The Election Commission of India (ECI) is a permanent, independent constitutional authority created by Article 324 of the Constitution, which vests in it the "superintendence, direction and control" of the entire electoral process for Parliament, the State Legislatures, and the offices of the President and Vice-President. It came into existence on 25 January 1950, the day before the Constitution commenced — a date now observed as National Voters' Day. The Commission's powers, functions, and conduct of elections are further governed by the Representation of the People Act, 1950 (electoral rolls and constituency machinery) and the Representation of the People Act, 1951 (actual conduct of elections, qualifications, disqualifications, and corrupt practices). Election to local bodies (panchayats and municipalities) lies outside the ECI's mandate and is handled by State Election Commissions under Articles 243K and 243ZA.
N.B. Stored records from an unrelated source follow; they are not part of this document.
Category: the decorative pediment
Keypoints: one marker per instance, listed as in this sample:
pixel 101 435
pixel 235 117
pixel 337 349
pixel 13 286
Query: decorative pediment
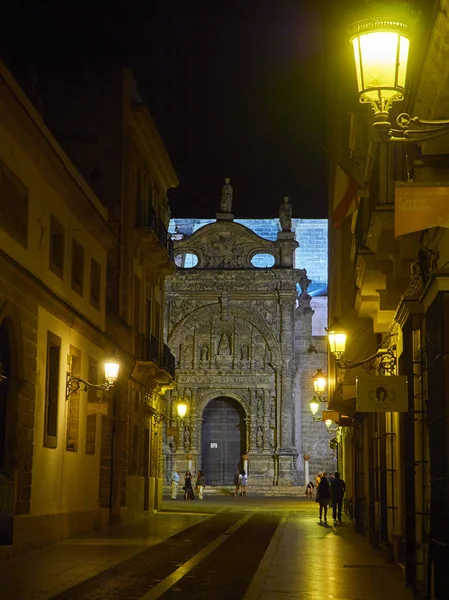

The ECI originally functioned as a single-member body but was made multi-member from 1 October 1993, and today comprises the Chief Election Commissioner (CEC) and two Election Commissioners who enjoy equal status, with decisions taken by majority. Appointments are governed by the Chief Election Commissioner and Other Election Commissioners (Appointment, Conditions of Service and Term of Office) Act, 2023, which replaced the earlier executive procedure after the Supreme Court's Anoop Baranwal v. Union of India (2023) ruling; the selection committee comprises the Prime Minister, the Leader of the Opposition in the Lok Sabha, and a Union Cabinet Minister. The CEC can be removed only by the parliamentary process applicable to a Supreme Court judge (impeachment under Articles 124(4) and 324(5)), while the two Commissioners are removable only on the CEC's recommendation — a structural asymmetry the Court flagged in T.N. Seshan v. Union of India (1995), which nonetheless upheld the multi-member design.
In practice the ECI prepares and revises electoral rolls, notifies election schedules, allots symbols, registers and recognises political parties, enforces the Model Code of Conduct (a non-statutory but binding convention that operationalises on the date of poll announcement), and adjudicates disputes over symbol claims under the Election Symbols (Reservation and Allotment) Order, 1968. Landmark interventions include the introduction of EVMs (used nationwide from 2004), the mandatory NOTA option following PUCL v. Union of India (2013), and VVPAT verification. As of 2026 the Commission continues nationwide use of EVMs with VVPAT and administers the world's largest electorate of over 960 million registered voters.
For the UPSC examination, the ECI is core GS Paper II material under "constitutional bodies" and "appointment to and functioning of statutory and quasi-judicial bodies." Typical question angles contrast its constitutional status with statutory bodies, probe the removal-procedure asymmetry between the CEC and Commissioners, ask candidates to evaluate the 2023 appointment law against the Anoop Baranwal judgment, or test the distinction between the ECI and State Election Commissions. Prelims frequently tests Article 324, the 1993 multi-member conversion, and the Model Code of Conduct's non-statutory character.
Example
In March 2024 the Election Commission of India, under CEC Rajiv Kumar, announced the seven-phase schedule for the 18th Lok Sabha general election, immediately bringing the Model Code of Conduct into force across the country.
Frequently asked questions
Article 324 of the Constitution establishes the ECI and vests in it the superintendence, direction and control of elections to Parliament, state legislatures, and the offices of President and Vice-President. It is therefore a constitutional, not a statutory, body.